Diabetes CareWeight LossRCTNovember 26, 2025

Effect of Semaglutide on Insulin Sensitivity and Cardiometabolic Risk Factors in Adolescents With Obesity: The STEP TEENS Study.

Arslanian S, Gies I, Goldman B, Karlsson T, Kelly AS, Skalshøi Kjær M, Körner A, Noureddin M, Wabitsch M, Harder-Lauridsen NM, Weghuber D

Key Finding

Semaglutide helped obese teens lose 16.7 percentage points more BMI than placebo while dramatically improving insulin sensitivity by 35% and multiple heart health markers over 68 weeks.

What This Study Found

This study followed 193 obese teenagers for over a year, giving them either semaglutide (the same drug in Ozempic/Wegovy) or a fake shot. Think of insulin resistance like a key that doesn't fit the lock properly - your body makes more and more insulin trying to get sugar into cells, but it's inefficient. Semaglutide acted like WD-40 for that rusty lock, improving how well insulin worked by 35% compared to just 5% with placebo. The teens on semaglutide also saw their liver enzymes (a sign of liver stress) drop by 18% versus 3% with placebo, like their liver was finally getting a break from processing excess sugar. Most impressively, those who lost 20% or more of their BMI saw even greater improvements across the board - as if crossing that threshold unlocked additional metabolic benefits.

Statistics Decoded

The p-values ranged from 0.0001 to 0.0232, meaning these results were extremely unlikely due to chance - like flipping heads 1,000 times in a row for the strongest effects. The 16.7 percentage point BMI difference means if placebo lost 2%, semaglutide lost nearly 19%. HOMA-IR dropping 35% vs 5% means insulin resistance improved dramatically - imagine your car going from 10 mpg to 15 mpg efficiency.
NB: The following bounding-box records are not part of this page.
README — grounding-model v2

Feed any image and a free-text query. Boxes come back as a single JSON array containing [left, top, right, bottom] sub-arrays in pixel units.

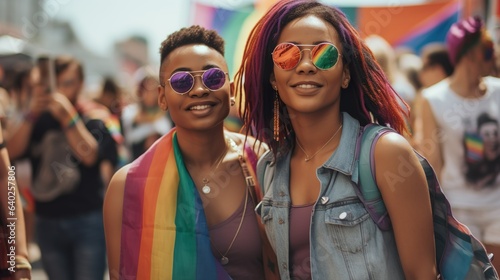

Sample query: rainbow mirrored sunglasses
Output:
[[161, 68, 228, 95], [272, 43, 341, 70]]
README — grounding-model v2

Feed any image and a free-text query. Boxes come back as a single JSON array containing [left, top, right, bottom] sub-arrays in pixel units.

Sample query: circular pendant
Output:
[[201, 185, 212, 194]]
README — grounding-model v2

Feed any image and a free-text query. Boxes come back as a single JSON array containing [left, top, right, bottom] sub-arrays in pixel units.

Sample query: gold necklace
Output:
[[295, 125, 342, 162], [201, 143, 227, 194], [210, 187, 248, 265]]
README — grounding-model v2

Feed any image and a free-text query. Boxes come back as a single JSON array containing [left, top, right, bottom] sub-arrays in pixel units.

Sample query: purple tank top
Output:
[[209, 195, 264, 280], [290, 204, 314, 280]]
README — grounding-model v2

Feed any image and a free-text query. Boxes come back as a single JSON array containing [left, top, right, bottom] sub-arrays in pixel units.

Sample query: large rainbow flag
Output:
[[120, 129, 231, 280], [192, 0, 463, 75]]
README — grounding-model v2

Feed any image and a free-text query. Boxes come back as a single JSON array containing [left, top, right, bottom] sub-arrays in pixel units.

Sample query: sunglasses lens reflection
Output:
[[170, 72, 194, 94], [272, 43, 339, 70], [202, 68, 226, 90]]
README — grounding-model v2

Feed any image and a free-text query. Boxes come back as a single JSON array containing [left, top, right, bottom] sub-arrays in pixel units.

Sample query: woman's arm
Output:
[[375, 133, 437, 279], [103, 165, 129, 280]]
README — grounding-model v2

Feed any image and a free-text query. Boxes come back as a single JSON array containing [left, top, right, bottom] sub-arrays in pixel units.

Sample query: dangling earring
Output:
[[273, 87, 280, 142], [342, 79, 349, 89]]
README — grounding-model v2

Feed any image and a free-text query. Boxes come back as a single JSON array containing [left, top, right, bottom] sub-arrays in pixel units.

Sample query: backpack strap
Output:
[[355, 124, 394, 231]]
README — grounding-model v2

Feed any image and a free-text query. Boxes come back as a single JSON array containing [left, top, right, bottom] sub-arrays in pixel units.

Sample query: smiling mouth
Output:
[[189, 105, 212, 111], [295, 84, 320, 88]]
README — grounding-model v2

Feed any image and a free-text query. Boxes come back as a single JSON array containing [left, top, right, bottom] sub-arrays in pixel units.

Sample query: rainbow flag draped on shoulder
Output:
[[120, 129, 231, 280]]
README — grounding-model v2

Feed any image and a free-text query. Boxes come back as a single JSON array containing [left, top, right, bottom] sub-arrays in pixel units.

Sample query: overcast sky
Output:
[[51, 0, 434, 60], [51, 0, 191, 59]]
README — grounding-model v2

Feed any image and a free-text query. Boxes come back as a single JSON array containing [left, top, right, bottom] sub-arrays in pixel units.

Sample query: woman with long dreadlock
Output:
[[236, 0, 436, 279]]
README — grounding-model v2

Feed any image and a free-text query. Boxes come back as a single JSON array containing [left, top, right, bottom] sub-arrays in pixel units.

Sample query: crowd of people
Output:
[[0, 0, 500, 280]]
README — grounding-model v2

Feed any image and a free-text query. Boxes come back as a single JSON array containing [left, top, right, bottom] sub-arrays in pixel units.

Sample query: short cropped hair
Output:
[[160, 25, 224, 65]]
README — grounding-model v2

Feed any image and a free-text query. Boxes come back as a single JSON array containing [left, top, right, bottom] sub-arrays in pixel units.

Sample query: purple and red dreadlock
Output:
[[235, 0, 408, 154]]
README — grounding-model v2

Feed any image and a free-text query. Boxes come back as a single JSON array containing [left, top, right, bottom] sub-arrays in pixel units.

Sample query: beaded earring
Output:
[[273, 87, 280, 142]]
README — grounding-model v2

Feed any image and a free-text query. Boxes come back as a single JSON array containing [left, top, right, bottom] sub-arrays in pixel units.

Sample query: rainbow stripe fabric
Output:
[[120, 129, 231, 280], [464, 132, 484, 163]]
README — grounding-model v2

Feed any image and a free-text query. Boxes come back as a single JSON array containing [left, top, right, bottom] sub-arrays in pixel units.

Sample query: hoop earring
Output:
[[273, 88, 280, 142]]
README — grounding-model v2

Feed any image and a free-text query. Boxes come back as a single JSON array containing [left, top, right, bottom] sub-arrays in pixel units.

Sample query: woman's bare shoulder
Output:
[[226, 132, 269, 158]]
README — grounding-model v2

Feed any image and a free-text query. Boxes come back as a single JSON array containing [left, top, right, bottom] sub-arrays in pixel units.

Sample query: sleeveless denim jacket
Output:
[[256, 113, 404, 280]]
The 33.6% vs 10.1% fasting insulin reduction shows the pancreas didn't have to work as hard. All cholesterol measures improved significantly, with p-values under 0.05 meaning these weren't flukes.

Why This Matters

This is the first major study showing that semaglutide doesn't just help obese teens lose weight - it fundamentally improves their metabolic health in ways that could prevent type 2 diabetes and heart disease for decades. For doctors, it provides concrete evidence that early intervention with GLP-1 drugs could reshape the trajectory of obesity-related health problems in young people.

Original Abstract

This secondary analysis of the Semaglutide Treatment Effect in People with obesity (STEP) TEENS (NCT04102189) study investigated the effect of semaglutide 2.4 mg versus placebo on insulin sensitivity and cardiometabolic risk factors. The STEP TEENS phase 3a randomized study in adolescents (aged 12 to <18 years) with obesity demonstrated that once-weekly subcutaneous semaglutide 2.4 mg provided a significantly greater percentage reduction in BMI than placebo at week 68 (estimated difference -16.7 percentage points; P = 0.0001). This analysis investigated changes in insulin sensitivity and cardiometabolic risk factors from baseline to week 68. Overall, 193 participants without type 2 diabetes were included in the analysis. Participants receiving semaglutide 2.4 mg (n = 129) compared with those receiving placebo (n = 64) had greater reductions from baseline in fasting serum insulin (-33.6% vs. -10.1%; P = 0.0012), homeostatic model assessment for insulin resistance (HOMA-IR) score (-35.0% vs. -5.3%; P = 0.0002), glycemic measures (glycated hemoglobin: P < 0.0001; fasting plasma glucose: P = 0.0181), alanine aminotransferase (ALT; -17.9% vs. -3.3%; P = 0.0232), waist-to-height ratio (P < 0.0001), triglycerides (P < 0.0001), LDL cholesterol (P = 0.0105), and total cholesterol (P < 0.0001). Moreover, greater improvements in insulin sensitivity, glycemic measures, and cardiometabolic risk factors were seen in semaglutide 2.4 mg recipients with BMI reductions of ≥20% versus <20%. These novel data support semaglutide 2.4 mg as an efficacious obesity treatment in adolescents with obesity and advance its application by showing associated improvements in insulin sensitivity, glycemic measures, ALT, and other cardiometabolic risk factors.